Un portfolio de vaccins en développement 

Alors que l’entreprise prévoyait des pertes début 2022, la voilà propulsée sur le marché mondial des vaccins, convoitée par des pays du monde entier. De quoi trouver les financements nécessaires pour les autres vaccins développés par Bavarian Nordic. Hormis le sérum antivariolique, le laboratoire produit des vaccins contre l’encéphalite à tiques, la rage, l’Ebola, le Covid-19, les virus respiratoires VRS et le cancer. “Nous avons de nombreux vaccins dans notre portfolio et je pense que notre situation va nous donner l’opportunité de les commercialiser avec succès dans les 12 prochains mois”, s’enthousiasme Rolf Sass Sorensen. “Leur monopole va les aider à aller beaucoup plus vite pour trouver les fonds auprès des investisseurs ou des gouvernements ”, abonde Nathalie Coutinet.
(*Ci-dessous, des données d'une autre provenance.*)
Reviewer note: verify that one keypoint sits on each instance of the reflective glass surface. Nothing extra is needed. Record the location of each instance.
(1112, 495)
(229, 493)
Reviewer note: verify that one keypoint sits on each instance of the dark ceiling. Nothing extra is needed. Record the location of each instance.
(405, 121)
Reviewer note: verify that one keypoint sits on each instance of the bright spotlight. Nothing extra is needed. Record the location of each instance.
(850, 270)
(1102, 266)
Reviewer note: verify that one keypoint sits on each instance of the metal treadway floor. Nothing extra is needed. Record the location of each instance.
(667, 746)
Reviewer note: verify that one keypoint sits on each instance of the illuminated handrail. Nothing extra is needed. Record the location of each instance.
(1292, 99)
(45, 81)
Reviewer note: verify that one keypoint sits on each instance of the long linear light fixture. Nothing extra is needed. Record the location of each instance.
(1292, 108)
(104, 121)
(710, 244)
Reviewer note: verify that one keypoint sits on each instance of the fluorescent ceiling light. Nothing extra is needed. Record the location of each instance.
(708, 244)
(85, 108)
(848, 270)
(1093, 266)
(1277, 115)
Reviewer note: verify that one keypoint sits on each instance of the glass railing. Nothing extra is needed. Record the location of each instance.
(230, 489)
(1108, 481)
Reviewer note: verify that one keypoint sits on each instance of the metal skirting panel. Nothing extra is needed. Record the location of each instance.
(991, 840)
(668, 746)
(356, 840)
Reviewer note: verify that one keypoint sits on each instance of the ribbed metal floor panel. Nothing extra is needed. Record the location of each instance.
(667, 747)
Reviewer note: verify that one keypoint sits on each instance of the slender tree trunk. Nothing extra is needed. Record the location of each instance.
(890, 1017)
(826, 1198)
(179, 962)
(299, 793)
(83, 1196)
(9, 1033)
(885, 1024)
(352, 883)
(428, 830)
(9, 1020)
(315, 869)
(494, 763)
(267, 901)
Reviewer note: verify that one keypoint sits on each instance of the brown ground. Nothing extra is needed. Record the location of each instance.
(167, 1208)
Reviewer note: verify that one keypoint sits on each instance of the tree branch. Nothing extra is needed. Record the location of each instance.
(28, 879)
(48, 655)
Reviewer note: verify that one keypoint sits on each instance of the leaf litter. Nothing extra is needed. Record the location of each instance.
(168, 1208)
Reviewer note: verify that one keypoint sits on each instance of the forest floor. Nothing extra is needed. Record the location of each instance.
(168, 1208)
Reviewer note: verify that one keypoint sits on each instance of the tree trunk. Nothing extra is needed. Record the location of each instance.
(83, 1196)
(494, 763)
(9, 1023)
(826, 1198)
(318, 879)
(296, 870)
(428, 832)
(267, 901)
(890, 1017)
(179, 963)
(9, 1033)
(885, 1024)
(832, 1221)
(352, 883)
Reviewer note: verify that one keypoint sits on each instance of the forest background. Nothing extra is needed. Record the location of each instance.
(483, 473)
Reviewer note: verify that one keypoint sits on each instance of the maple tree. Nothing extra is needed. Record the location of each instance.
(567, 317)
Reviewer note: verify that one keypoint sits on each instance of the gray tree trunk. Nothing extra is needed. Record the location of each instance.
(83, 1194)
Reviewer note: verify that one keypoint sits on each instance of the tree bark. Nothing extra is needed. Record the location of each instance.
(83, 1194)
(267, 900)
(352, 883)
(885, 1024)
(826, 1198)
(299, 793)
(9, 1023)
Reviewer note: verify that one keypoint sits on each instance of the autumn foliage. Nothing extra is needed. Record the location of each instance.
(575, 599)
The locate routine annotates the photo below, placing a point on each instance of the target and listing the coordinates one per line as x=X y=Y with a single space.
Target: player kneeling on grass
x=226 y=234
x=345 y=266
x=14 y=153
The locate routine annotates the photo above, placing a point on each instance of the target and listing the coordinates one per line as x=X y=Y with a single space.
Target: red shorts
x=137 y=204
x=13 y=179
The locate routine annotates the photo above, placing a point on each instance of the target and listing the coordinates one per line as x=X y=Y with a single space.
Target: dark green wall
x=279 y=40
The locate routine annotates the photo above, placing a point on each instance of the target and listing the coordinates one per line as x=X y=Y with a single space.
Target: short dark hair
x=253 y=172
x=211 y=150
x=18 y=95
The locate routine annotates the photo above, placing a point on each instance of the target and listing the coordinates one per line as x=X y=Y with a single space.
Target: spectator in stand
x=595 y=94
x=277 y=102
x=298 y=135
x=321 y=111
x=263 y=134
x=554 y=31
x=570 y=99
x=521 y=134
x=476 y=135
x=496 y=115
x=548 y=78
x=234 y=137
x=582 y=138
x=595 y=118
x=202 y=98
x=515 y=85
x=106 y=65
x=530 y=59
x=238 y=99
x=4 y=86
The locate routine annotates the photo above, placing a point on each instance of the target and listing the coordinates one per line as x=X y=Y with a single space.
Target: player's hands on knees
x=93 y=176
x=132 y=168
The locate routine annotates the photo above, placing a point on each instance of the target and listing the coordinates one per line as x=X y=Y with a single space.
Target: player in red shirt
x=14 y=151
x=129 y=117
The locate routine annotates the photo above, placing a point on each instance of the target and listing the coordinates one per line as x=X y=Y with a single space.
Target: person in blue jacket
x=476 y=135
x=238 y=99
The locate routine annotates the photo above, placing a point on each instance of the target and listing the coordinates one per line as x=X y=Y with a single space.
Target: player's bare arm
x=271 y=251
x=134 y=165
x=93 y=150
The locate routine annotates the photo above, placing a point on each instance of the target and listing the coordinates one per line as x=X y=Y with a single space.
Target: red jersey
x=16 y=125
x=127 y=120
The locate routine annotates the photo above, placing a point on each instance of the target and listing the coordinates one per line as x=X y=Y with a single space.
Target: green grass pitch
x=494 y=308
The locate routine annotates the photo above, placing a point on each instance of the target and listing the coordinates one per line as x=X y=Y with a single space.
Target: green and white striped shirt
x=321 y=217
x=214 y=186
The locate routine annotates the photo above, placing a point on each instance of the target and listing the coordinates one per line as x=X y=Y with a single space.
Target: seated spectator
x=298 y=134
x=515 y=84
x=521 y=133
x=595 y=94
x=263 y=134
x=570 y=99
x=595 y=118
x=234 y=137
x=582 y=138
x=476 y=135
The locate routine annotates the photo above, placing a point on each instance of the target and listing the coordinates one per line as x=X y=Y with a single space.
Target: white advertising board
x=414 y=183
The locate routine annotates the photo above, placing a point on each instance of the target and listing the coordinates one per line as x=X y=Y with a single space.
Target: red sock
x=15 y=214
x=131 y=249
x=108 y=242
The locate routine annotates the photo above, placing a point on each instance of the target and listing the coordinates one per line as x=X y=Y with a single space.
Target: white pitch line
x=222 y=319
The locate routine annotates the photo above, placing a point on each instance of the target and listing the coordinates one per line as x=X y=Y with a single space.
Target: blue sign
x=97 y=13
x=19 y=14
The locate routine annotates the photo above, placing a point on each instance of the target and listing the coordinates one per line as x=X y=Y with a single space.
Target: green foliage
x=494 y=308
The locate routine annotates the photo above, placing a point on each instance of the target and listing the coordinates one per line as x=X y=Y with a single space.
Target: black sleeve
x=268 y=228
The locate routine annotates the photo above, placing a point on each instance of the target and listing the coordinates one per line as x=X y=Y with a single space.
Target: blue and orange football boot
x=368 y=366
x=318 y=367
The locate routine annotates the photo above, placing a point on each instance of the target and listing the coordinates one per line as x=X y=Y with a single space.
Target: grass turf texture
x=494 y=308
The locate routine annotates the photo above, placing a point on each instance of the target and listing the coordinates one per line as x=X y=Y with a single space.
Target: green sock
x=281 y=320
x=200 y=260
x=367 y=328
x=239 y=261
Dans cette aventure industrielle, Bavarian Nordic doit néanmoins s’armer de prudence, prévient Patrick Zylberman: “Le monde du vaccin est une industrie très difficile et compétitive où le public dit noir puis blanc. Ce n’est pas gagné”. 

En France, la vaccination se fait au compte-goutte 

Le 10 août dernier, plus de 30.0000 personnes avaient été vaccinées en France contre la variole du singe. Plus d’une centaine de centres de vaccination ont été ouverts pour assurer la campagne de vaccination et cinq pharmacies d’officine situées en Ile-de-France, dans les Hauts-de-France et en Provence-Alpes-Côte d’Azur participent également à la vaccination à titre de test. Le ministre de la Santé François Braun a assuré que la France disposait de suffisamment de doses pour couvrir les quelque 250.000 personnes éligibles à la vaccination préventive selon les critères définis par la Haute autorité de santé début juillet. Mais des associations de lutte contre les discriminations LGBT+ ainsi que des élus pressent le gouvernement d'accélérer la cadence, jugeant que l’on est actuellement “loin du compte”. “Au rythme actuel, toutes les personnes éligibles” seront vaccinées seulement “fin décembre et avec une seule dose”, ont déclaré ces associations, dont Act-up Paris, AIDES et Sidaction. Pour éviter ce scénario, il faudrait vacciner “au moins 37.000 personnes par semaine selon eux”. La France vient de commander 1,5 million de doses à Bavarian Nordic. Mais elles ne seront livrées qu’à partir de 2023. En attendant, elle dépend de ses stocks stratégiques, couverts par le secret défense. La question qui est sur toutes les lèvres: la France dispose-t-elle d’assez de stocks stratégiques? Pas sûr, selon Patrick Zylberman, historien de la santé spécialiste des épidémies. “Les stocks stratégiques ne vont vraisemblablement pas suffire jusqu’à 2023”, prévient-il. D’où des pouvoirs publics, pris entre deux injonctions: celle “d’aller plus vite parce que associations et élus le réclament” et celle “de ne pas aller trop vite, parce qu’on risque de manquer de doses rapidement”, analyse Patrick Zylberman. Les mois à venir s’annoncent tendus pour la vaccination contre la variole du singe.